In Ancient Polynesia, when a terrible curse incurred by the Demigod Maui reaches an impetuous Chieftain’s daughter’s island, she answers the Ocean’s call to seek out the Demigod to set things right.
Director: Ron Clements, John Musker
Starring: Auli’i Cravalho, Dwayne Johnson, Alan Tudyk, Rachel House, Temuera Morrison, Jemaine Clement
Rated: PG (peril, some scary images and brief thematic elements)
By Matt Greene
Moana captures all the best of Disney’s classic formula. However, that formula is still a formula, which means it will lose some luster the more it’s implemented. Moana’s big, Broadway-esque songs fit the world perfectly, yet pale in comparison to the likes of Frozen or writer Miranda’s Hamilton. It’s funny, though not their funniest, too often relying on comedy tropes (anachronistic references, silly side characters). However, it’s still worthy of Walt’s vault because of its boisterous adventure, engaging characters, & unique themes.
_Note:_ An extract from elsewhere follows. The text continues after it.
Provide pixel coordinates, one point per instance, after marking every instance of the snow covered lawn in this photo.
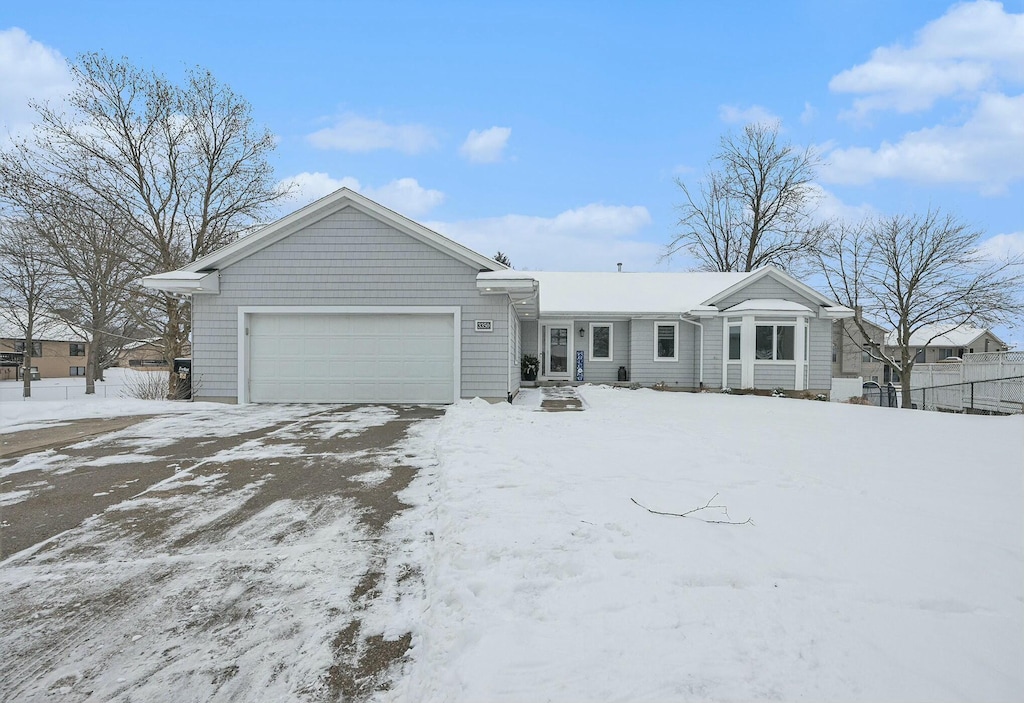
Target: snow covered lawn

Moana is the heir-apparent-chief of her Polynesian tribe when the ocean chooses her to find a legendary demi-god, restore balance to the world and save her island. Through many plot contrivances and conveniences (hey, what do you expect? It’s a Disney fantasy), Moana and her crew learn that there is more to this fable than they expected.
While that story is formulaic, the characters are a blast. Johnson is perfect as Maui, and the chemistry between he and Moana is wonderful; like lovingly bickering siblings. Even the ubiquitous, dim-witted animal sidekick (chicken Heihei) was funny enough to tamper my cynicism…or maybe my 3-year-old’s endless laughter softened me.
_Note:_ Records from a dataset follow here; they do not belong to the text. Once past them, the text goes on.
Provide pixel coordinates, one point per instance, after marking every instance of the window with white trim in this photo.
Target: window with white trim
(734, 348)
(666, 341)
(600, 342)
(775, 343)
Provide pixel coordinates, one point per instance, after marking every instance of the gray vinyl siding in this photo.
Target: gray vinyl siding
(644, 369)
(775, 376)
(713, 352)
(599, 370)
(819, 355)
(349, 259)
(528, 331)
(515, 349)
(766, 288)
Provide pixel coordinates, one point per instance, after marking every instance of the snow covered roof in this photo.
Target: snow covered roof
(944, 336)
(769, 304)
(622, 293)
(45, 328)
The real standout here is the animation. Spectacularly beautiful, the attention to little details like the movement of sand and water make the cool character designs and action sequences that much more involving. That aesthetic charm, mixed with tons of fun and a message that believing in others is just as vital as belief in ourselves, pushes this family-fantasy beyond its admitted clichés. Fans of Mickey’s movies, specifically the ones of late, will find plenty to enjoy here.
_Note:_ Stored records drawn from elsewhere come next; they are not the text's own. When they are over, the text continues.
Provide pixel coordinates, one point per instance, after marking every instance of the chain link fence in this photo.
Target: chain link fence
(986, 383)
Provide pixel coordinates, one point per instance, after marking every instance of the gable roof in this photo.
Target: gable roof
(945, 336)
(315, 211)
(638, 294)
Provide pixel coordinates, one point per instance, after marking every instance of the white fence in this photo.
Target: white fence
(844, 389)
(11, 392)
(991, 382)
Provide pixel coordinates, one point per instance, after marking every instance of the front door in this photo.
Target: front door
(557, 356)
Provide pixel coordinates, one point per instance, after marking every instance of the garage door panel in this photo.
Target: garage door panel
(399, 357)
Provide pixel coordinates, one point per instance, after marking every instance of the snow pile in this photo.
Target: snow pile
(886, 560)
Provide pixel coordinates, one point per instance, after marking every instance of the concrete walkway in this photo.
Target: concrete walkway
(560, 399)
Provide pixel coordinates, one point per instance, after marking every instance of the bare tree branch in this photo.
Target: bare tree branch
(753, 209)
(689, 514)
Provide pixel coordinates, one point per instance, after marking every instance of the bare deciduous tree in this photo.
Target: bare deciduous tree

Rating: 3.5 out of 5 stars
By Cole Schneider
Moana the princess is wonderful. Depending on what perspective you want to take, you might say she’s either a less annoying Ariel or a more rebellious Belle. She’s not necessarily a better character than they are, but she’s every bit as full-bodied, and in a nebulous, inescapable way I felt she rang more true than any princess in Disney’s lineage. I’ll leave it up to you whether I speak as a writer too inadequate to describe why or as a man too ignorant to comment on whether a princess indeed rings truth.
After a lengthy first act, the Polynesian-inspired Moana sets sail to save her tribe, seeking out Maui, a vain demi-god (basically a cross between Hercules and The Rock, who voices him) with the potential to restore order to the mythical world. Once the story settles in it becomes a road trip comedy and even if the story itself is too winding, lacks adventure, is a bit bland, and by the end is more than a bit coerced, the platonic relationship between Moana and Maui really is sweet, funny, honest, and a great vehicle for (mostly) subtle explorations of the film’s larger themes—not just gender dynamics (which is thankfully becoming a tired trope), but also cultural dynamics.
“Moana” wears its predecessors proudly, and while it certainly surpasses some, like “Pocahontas”, it also fails to live up to the heights of others, like “Aladdin”. Among Disney’s more recent Renaissance, it continues the pattern of mediocre-good, failing to match the cross-cultural setting of “Big Hero 6” or the lively plot of “Wreck-It Ralph”, yet still ranking alongside them. It seems the truly brilliant “Frozen” was an outlier.